Lawrence came over after he’d gotten his beer. He kissed Bernie on the cheek, introduced himself to all her friends, and then joined their dance circle. His friends came to join them eventually, but Bernie didn’t pay any attention to them. Lawrence kept grinning at her and she, of course, couldn’t stop staring at his eyes. She was also amazed that he was dancing. Callum never danced, unless forced to. He danced for work, but that was the only time. Bernie loved dancing and she’d been trying to get him to go dancing with her since they’d gotten together, but he blatantly refused. Having seen him dance for work, it was possible this was a good move on his part.

“You know, Callum never dances,” Bernie informed Sybil and Iggy during a trip to the bathroom.

“You know, I’m not actually sure we can hold that against him,” Sybil replied.

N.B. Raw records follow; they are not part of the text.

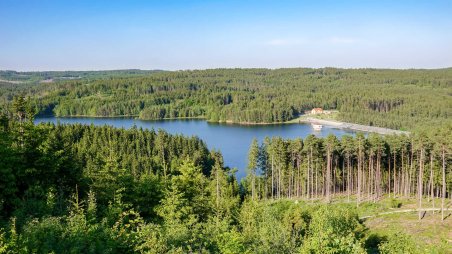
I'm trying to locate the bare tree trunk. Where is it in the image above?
[272,154,275,199]
[325,149,331,203]
[441,149,446,221]
[430,153,435,214]
[418,148,424,220]
[356,151,362,205]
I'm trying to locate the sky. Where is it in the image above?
[0,0,452,71]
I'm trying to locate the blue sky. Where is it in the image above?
[0,0,452,70]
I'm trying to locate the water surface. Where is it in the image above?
[35,117,355,179]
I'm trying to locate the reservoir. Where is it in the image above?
[35,117,356,180]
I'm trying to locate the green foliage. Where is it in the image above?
[0,95,450,253]
[301,206,366,253]
[0,68,452,130]
[389,198,402,208]
[378,232,420,254]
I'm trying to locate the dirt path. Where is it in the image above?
[359,208,452,220]
[303,117,410,135]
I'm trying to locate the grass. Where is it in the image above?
[364,212,452,253]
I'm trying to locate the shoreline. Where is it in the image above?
[299,117,410,135]
[37,115,410,135]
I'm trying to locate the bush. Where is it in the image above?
[389,198,402,208]
[378,232,419,254]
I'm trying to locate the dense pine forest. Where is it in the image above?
[242,130,452,209]
[0,96,452,253]
[0,68,452,130]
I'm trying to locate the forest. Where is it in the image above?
[0,68,452,130]
[0,96,452,253]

“Seriously,” Iggy agreed. “That’s, like, the only good thing I can say about Callum, that he doesn’t dance often. I mean, he danced in that musical about rodents and it was horrific.”

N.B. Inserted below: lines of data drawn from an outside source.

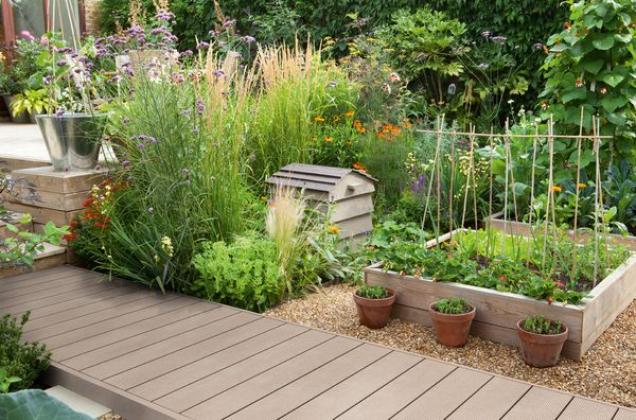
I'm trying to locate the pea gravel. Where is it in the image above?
[266,284,636,407]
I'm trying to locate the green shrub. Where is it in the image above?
[191,238,285,312]
[0,313,51,391]
[356,285,390,299]
[434,297,473,315]
[541,0,636,161]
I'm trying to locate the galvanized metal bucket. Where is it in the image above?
[35,113,106,171]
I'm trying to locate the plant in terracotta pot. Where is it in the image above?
[353,285,396,329]
[429,297,476,347]
[517,315,568,367]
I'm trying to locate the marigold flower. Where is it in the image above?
[327,225,340,235]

“It was difficult to watch,” Sybil added.

“That’s an enormous understatement,” Iggy said. “He dances like all of his legs are prosthetics, but without any grace at all.”

“Harsh,” Sybil commented.

“Accurate,” Iggy amended. Bernie couldn’t even disagree.

They all stayed until the lights came on at closing time. Iggy called them the ugly lights because they cast all the hideousness of the evening into full light. The DJ tried to convince Jemima to come get a hotdog with him, but a few strong words from Sybil put the kibosh on that. Those strong words were “fuck no”. Instead, the Blonde Bombshells and the Other One went to get poutine with Lawrence and his friends. Lawrence made sure all of them had at least two glasses of water before he hailed them a cab and sent them on their ways back home.

“God, he is so nice,” Iggy said, smushed up against one of the doors. Sybil was in the passenger seat as the most sober of them all and the other three were in the backseat. Iggy’s elbow was digging into Bernie’s ribs, but she was basically sitting on top of Jemima so she figured she couldn’t complain too much.

“Bernie Wu!” Jemima called lazily from the other side of the backseat.

“If you don’t date him, let me know so I can,” Iggy continued.

“He has really nice eyes,” Jemima mumbled. She was going to fall asleep soon and they’d have to carry her out of the cab. Once Jemima was out for the night, she was out completely. It wouldn’t be the first time Bernie had had to carry her up to her apartment.

They managed to make it back to her building before Jemima fell asleep completely, though she was out as soon as her cheek hit the pillow on her bed, which Bernie and Sybil had half-dragged her to. They then went back to Bernie’s apartment where Iggy was making a bed out of the couch for Sybil to sleep on. Then Iggy curled up on the other side of Bernie’s bed with her.

“You really should date Lawrence,” Iggy said just before they fell asleep. “He’s nice to you. Plus, he really cares about Blake Lively and she seems like a nice person.”

Bernie figured she was probably right.